Burke: Seguir Nosso Senhor Jesus Cristo. Ele é o nosso Mestre. E todos nós temos o dever de obedecê-Lo e obedecer a Sua palavra, a começar pelo Santo Padre e seus Bispos. Se um bispo, um padre ou qualquer pessoa anunciar alguma coisa ou declarar alguma coisa contrária à verdade de Nosso Senhor Jesus Cristo, conforme ela nos foi comunicada pela Igreja, seguimos a Cristo.
Digo às pessoas que estão muito ansiosas – porque nessa hora parece que, simplesmente, existe muita confusão e declarações realmente muito assombrosas sobre a fé – que devemos permanecer serenos, porque na Igreja Católica temos a autoridade doutrinal, que é expressa, por exemplo, no Catecismo da Igreja Católica, e precisamos simplesmente estudar essas coisas mais profundamente, aderir a elas de maneira mais ardente e não sermos desviados por falsas doutrinas, seja lá de onde venham.
LSN: Algumas pessoas insinuam que existe pouquíssimo dissenso no Sínodo e que a mídia é culpada de inventar conflito onde não existe. O que o senhor pensa a esse respeito?

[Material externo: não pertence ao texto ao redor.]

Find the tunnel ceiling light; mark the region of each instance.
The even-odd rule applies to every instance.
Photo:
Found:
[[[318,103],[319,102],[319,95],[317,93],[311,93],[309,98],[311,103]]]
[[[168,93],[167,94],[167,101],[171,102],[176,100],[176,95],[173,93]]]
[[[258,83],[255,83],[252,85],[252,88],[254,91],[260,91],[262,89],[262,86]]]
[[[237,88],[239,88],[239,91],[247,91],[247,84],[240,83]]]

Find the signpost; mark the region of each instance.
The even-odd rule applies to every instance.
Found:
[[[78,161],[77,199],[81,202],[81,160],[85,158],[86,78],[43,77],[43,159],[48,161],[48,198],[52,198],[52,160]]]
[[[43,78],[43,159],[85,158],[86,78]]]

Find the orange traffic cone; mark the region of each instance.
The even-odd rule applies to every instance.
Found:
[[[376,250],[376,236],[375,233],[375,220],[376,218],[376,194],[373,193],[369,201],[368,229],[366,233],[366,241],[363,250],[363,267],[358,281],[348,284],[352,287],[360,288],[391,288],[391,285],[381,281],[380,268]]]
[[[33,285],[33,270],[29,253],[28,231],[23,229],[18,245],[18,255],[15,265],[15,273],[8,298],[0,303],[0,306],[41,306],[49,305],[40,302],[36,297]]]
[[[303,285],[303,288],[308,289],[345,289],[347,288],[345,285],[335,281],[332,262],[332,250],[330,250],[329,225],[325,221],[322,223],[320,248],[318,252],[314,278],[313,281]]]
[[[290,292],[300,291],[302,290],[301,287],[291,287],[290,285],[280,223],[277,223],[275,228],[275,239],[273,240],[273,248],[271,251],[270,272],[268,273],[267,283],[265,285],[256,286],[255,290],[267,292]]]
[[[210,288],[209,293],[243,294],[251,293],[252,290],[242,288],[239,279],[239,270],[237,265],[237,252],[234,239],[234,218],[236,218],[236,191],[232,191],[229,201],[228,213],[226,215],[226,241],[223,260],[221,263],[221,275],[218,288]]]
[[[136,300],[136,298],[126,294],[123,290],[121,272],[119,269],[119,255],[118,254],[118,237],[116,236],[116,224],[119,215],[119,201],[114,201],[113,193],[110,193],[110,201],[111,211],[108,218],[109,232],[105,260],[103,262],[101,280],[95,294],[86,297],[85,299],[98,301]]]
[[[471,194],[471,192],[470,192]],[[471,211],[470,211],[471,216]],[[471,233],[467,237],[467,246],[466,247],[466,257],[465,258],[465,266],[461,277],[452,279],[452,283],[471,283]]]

Burke: Primeiramente, tenho que explicar minha observação, dizendo que não faço parte do Sínodo. Não estou envolvido de modo algum com o Sínodo. Tenho lido, não apenas o que tem sido divulgado nos meios de comunicação, mas também os informes oficiais do Vaticano. Tenho conversado com um ou outro Padre Sinodal. Pelo contrário, entendo que há dissensos muito fortes dentro do Sínodo. Devido à discussão que precedeu o Sínodo — e também, devido ao Instrumentum Laboris [documento de trabalho do Sínodo] com as dificuldades gravíssimas daquele documento — eu acharia difícil acreditar que não existe discordância. De outro modo, não vamos chegar à verdade dos fatos. Não vamos salvaguardar e promover a Fé Católica da maneira que precisamos fazer. Apenas tenho a impressão que, de fato, existe dissenso.
NOTAS
1. O cardeal Burke participou do Sínodo em 2014 quando criticou fortemente a proposta do cardeal Kasper de maior abertura para casais em segunda união e homossexuais. Tradicionalistas e setores conservadores lamentaram que ele tenha sido excluído do Sínodo de 2015. De qualquer modo ele continuou a fazer as críticas que achou devidas como as que publicamos acima. Após o Sínodo ele manteve suas críticas e afirmou que o relatório final é enganoso e que falta “clareza” sobre a indissolubilidade do matrimônio. Caso queira ver suas declarações do dia 26 de outubro ao National Catholic Register clique aqui: https://www.lifesitenews.com/news/synods-final-report-misleading-lacks-clarity-on-indissolubility-of-marriage
2. Pouco tempo após o Sínodo de 2014 o cardeal foi afastado pelo Papa Francisco do cargo de Prefeito do Supremo Tribunal da Assinatura Apostólica no Vaticano (2008-2014) e designado para o cargo de patrono da Ordem Soberana e Militar de Malta. O motivo – conforme algumas conjecturas – teria sido exatamente sua oposição a pontos de abertura desejados pelo Papa. Recentemente, no dia 26 de setembro último, foi nomeado membro da Congregação para a Causa dos Santos.